When telling friends about my forthcoming visit to Japan, their immediate reactions related to Tokyo and Kyoto. My husband and I already had plans to go to those favored and well-known cities as well as Hakone and Nara, but as the trip approached, I had the increasing urge to venture somewhere else. Somewhere a little different that wasn’t found on all the tourist maps.
We had already purchased a JR pass – a discounted rail pass available only for foreigners – so the country was ours to explore. I turned to the Internet and started researching but it wasn’t until a photograph caught my eye that I knew the next stop on our trip would be Kurashiki.
The moment the canal in the Bikan historical section of Kurashiki flashed on my computer screen, the decision was made. I’m not quite sure exactly what it was about the canal that spoke to me, but it looked romantic and cultural and I knew I had to see it in person.
When our train arrived in Kurashiki, I’ll admit I was slightly disappointed. It looked like any other city with its cars, shops and malls. I looked around, desperate to see the cultural snapshot I had seen in my research. Images of a canal surrounded by traffic and being anything but peaceful crept into my mind and I worried we had just taken a three hour train ride only to be let down. Then I noticed the sign directing us to the Bikan historical section.
My husband and I put on our backpacks and started walking. After about ten minutes, the city had been left behind, the streets became narrow and the buildings appeared historic. My hopes started to rise but I still tried to prepare myself incase it wasn’t what I had thought.
We turned a corner and within a few steps, there was the canal. Shimmering in the afternoon light, the canal divided the street in all its romantic beauty, removed from the sounds and the sights of the city.
But in a way, I had been right in my estimation – it wasn’t like the picture I had seen on the Internet. It was better.
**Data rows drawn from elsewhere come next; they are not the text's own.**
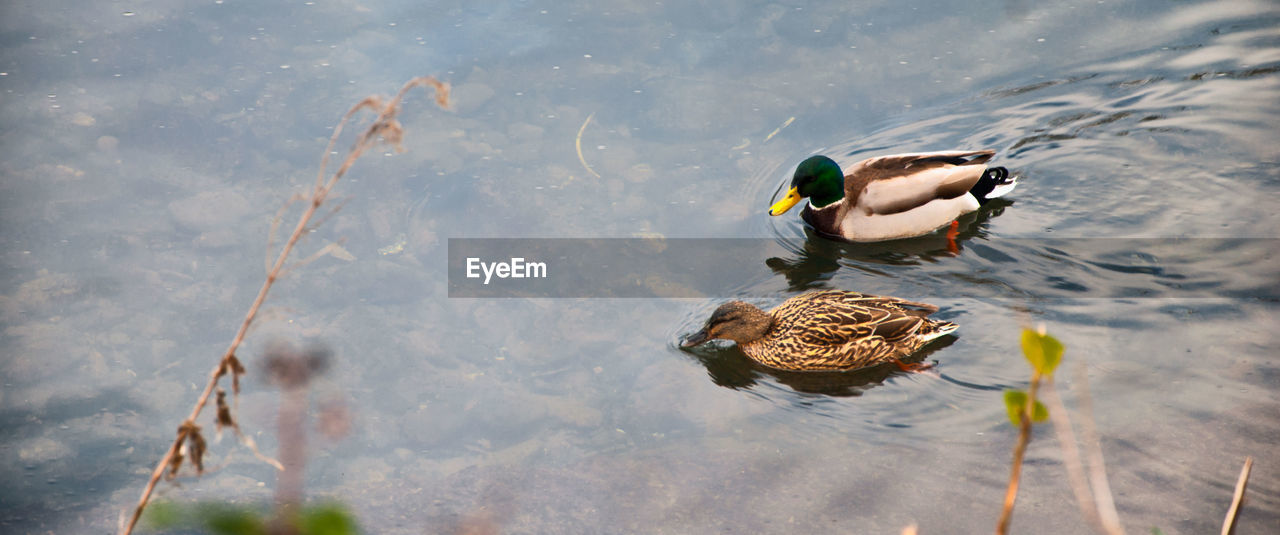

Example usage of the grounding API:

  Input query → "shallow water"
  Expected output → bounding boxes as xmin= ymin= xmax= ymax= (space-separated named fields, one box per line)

xmin=0 ymin=0 xmax=1280 ymax=534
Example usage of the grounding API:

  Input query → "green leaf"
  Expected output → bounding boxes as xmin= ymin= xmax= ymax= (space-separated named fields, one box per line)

xmin=198 ymin=504 xmax=266 ymax=535
xmin=1005 ymin=390 xmax=1048 ymax=427
xmin=1023 ymin=329 xmax=1066 ymax=375
xmin=301 ymin=504 xmax=357 ymax=535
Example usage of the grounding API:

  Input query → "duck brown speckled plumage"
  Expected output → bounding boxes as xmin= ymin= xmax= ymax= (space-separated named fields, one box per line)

xmin=681 ymin=291 xmax=957 ymax=371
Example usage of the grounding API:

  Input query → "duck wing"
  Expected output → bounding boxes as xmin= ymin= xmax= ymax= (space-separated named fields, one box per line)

xmin=773 ymin=291 xmax=938 ymax=352
xmin=845 ymin=150 xmax=996 ymax=215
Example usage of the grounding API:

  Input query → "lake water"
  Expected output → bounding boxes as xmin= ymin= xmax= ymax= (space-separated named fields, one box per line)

xmin=0 ymin=0 xmax=1280 ymax=534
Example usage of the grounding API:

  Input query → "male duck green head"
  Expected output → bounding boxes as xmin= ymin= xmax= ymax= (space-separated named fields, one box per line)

xmin=769 ymin=155 xmax=845 ymax=215
xmin=769 ymin=150 xmax=1018 ymax=242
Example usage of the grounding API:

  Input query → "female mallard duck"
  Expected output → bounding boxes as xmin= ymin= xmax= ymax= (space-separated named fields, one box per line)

xmin=769 ymin=151 xmax=1018 ymax=242
xmin=681 ymin=289 xmax=957 ymax=371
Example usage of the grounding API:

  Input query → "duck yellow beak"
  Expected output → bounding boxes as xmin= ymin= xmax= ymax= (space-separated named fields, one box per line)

xmin=769 ymin=188 xmax=803 ymax=215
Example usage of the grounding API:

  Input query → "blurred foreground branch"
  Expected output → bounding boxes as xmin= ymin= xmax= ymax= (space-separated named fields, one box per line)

xmin=120 ymin=77 xmax=449 ymax=535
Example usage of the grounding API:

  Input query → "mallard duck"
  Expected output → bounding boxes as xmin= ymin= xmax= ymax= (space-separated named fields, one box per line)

xmin=681 ymin=291 xmax=957 ymax=371
xmin=769 ymin=151 xmax=1018 ymax=242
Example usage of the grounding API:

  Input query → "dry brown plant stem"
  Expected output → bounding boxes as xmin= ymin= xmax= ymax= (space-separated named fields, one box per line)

xmin=120 ymin=77 xmax=449 ymax=535
xmin=996 ymin=371 xmax=1041 ymax=535
xmin=1044 ymin=362 xmax=1124 ymax=535
xmin=1222 ymin=457 xmax=1253 ymax=535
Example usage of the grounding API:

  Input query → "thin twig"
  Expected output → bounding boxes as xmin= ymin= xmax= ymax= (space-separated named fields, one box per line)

xmin=1044 ymin=380 xmax=1102 ymax=531
xmin=1222 ymin=457 xmax=1253 ymax=535
xmin=122 ymin=77 xmax=449 ymax=535
xmin=573 ymin=114 xmax=600 ymax=178
xmin=1075 ymin=365 xmax=1124 ymax=534
xmin=996 ymin=371 xmax=1041 ymax=535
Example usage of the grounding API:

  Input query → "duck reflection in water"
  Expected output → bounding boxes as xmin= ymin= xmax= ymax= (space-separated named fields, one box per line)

xmin=764 ymin=198 xmax=1012 ymax=292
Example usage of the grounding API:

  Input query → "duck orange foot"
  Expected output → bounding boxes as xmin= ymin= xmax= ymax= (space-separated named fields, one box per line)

xmin=947 ymin=221 xmax=960 ymax=255
xmin=891 ymin=358 xmax=933 ymax=374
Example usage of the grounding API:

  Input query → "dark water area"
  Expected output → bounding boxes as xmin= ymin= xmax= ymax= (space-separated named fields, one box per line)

xmin=0 ymin=0 xmax=1280 ymax=535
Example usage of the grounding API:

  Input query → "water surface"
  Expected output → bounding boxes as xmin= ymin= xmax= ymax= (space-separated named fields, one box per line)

xmin=0 ymin=0 xmax=1280 ymax=534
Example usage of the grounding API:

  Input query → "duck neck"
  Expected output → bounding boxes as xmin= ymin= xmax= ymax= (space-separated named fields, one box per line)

xmin=809 ymin=168 xmax=845 ymax=209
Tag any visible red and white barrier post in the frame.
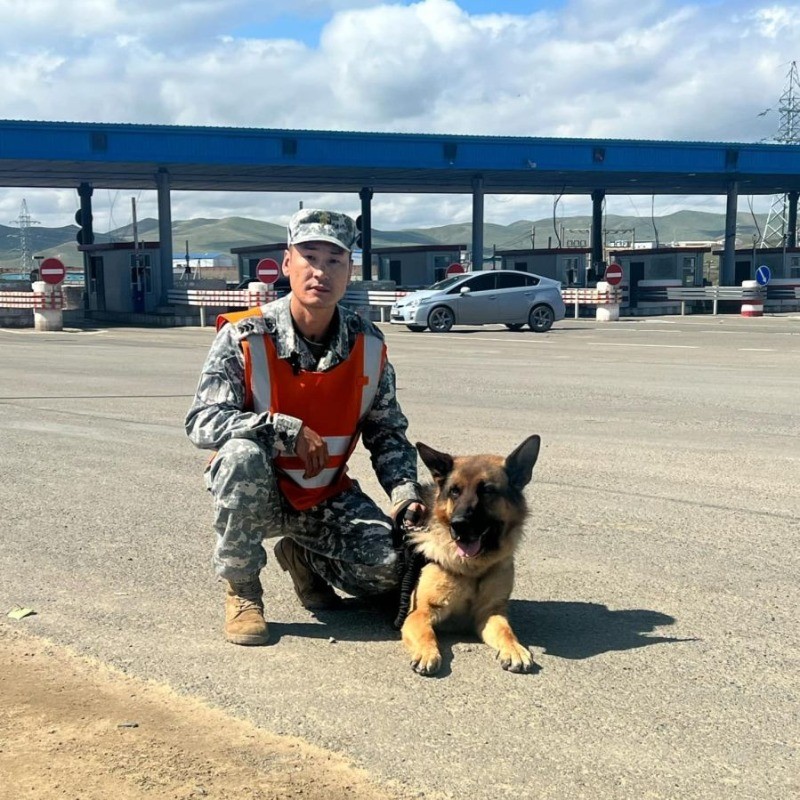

Two swans floated past a small wooden boat as the willow trees lining the canal provided evidence that spring was on the way. The buildings along the canal transported me back to the Edo Period of Japanese history and I knew I had found the taste of Japan I had been looking for. The buildings, left intact in their historic splendor, had been transformed from rice storage houses into unique shops and restaurants that filled the area with romantic and historic vibes.
As night came, softly illuminated street lamps reflected on the water of the canal. I sat on a nearby wall as I watched the swans glide along the water. I didn’t want to leave and took in every sight and every sound that I could.
In all the discussions about Japan, I’d never heard of Kurashiki, never had it recommended to me or told it was a must see. But that photo took me there – a photo that had captured a moment in time and while there, I managed to capture my own.
If you do travel to Kurashiki, a day is enough to capture the romance and I highly recommend staying at the Ryokan Tsurugata. It’s located on the canal and the charm of the interior and staff are not to be missed.